# Official January 14' MOTM Vote Thread



## brian v (Dec 25, 2011)

Another VOTE Thread !


----------



## iKermit (Dec 13, 2010)

Voted


----------



## obermd (Mar 3, 2012)

brian v said:


> Another VOTE Thread !


Kind of like American politics, but without the incessant campaigning.


----------



## Sunline Fan (Jul 29, 2012)

obermd said:


> but without the incessant campaigning.


You sure about that?

[COTY #1...we just didn't see it]


----------



## trevor_geiger (Nov 29, 2012)

Voted!!


----------



## obermd (Mar 3, 2012)

Voted.


----------



## brian v (Dec 25, 2011)

Incessant Campaigning ​or Mick VoTe


----------



## obermd (Mar 3, 2012)

Vote - we've got a tie right now.


----------



## Mick (Dec 31, 2011)

Voted


----------



## obermd (Mar 3, 2012)

Bump.


----------



## TD_Cruze (Jan 15, 2014)

voted.


----------



## Blue Angel (Feb 18, 2011)

Voted, good luck!


----------



## brian v (Dec 25, 2011)

Mick needs 8 Votes .. Vote , Vote Vote, ​For Mick !


----------



## j_corr (Jan 7, 2014)

Hard to vote when I don't know what these car's look like...


----------



## iKermit (Dec 13, 2010)

j_corr said:


> Hard to vote when I don't know what these car's look like...

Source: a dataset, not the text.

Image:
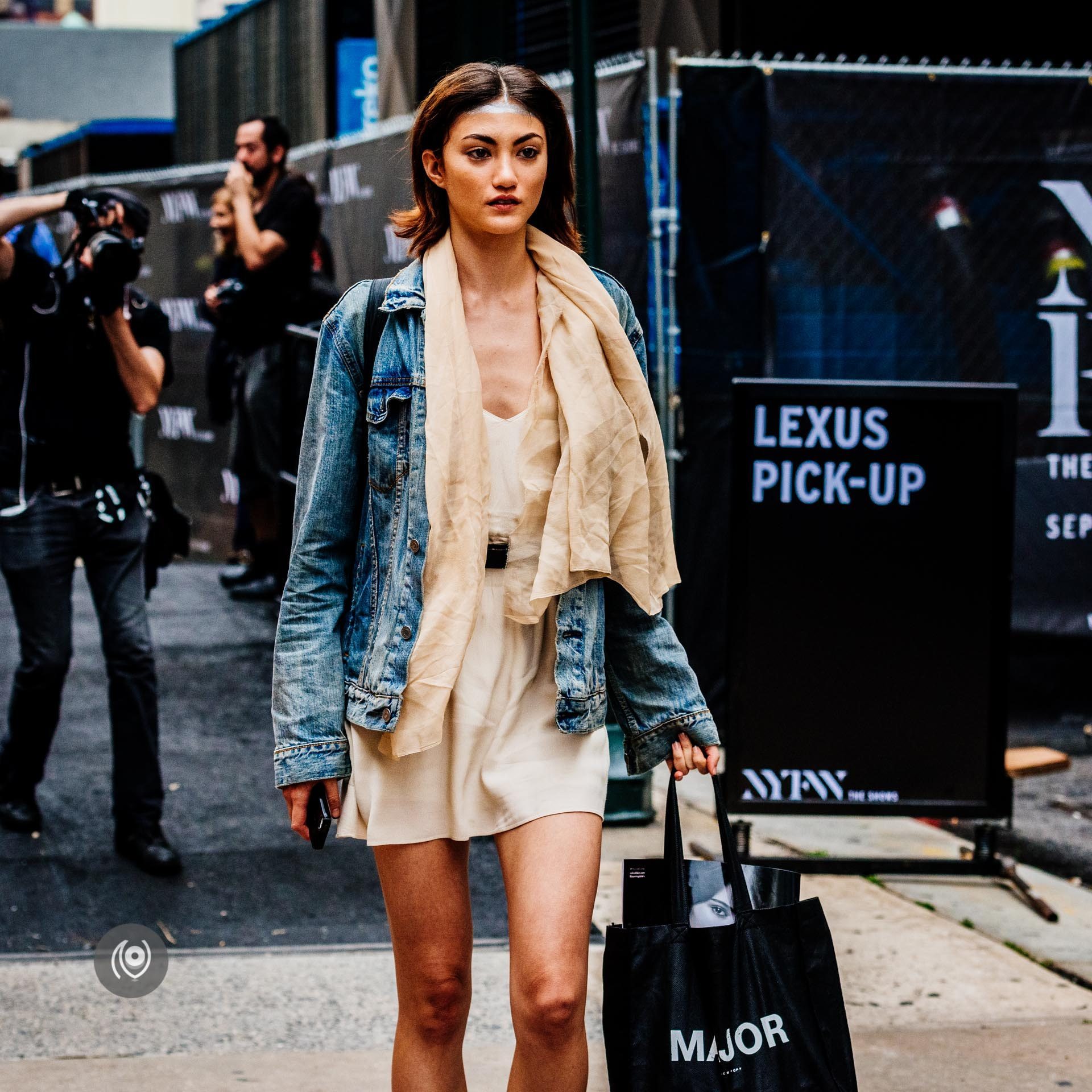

This is a vote for who contributed best in the Cruzetalk community.  not the car

 -I'm mobile-


----------



## Blue Angel (Feb 18, 2011)

I voted yesterday but didn't report at the time I voted in case the contestants were keeping track... sneaky.


----------



## trevor_geiger (Nov 29, 2012)

Congrats JBlackBurn on the win!


----------



## obermd (Mar 3, 2012)

Congrats jb.


----------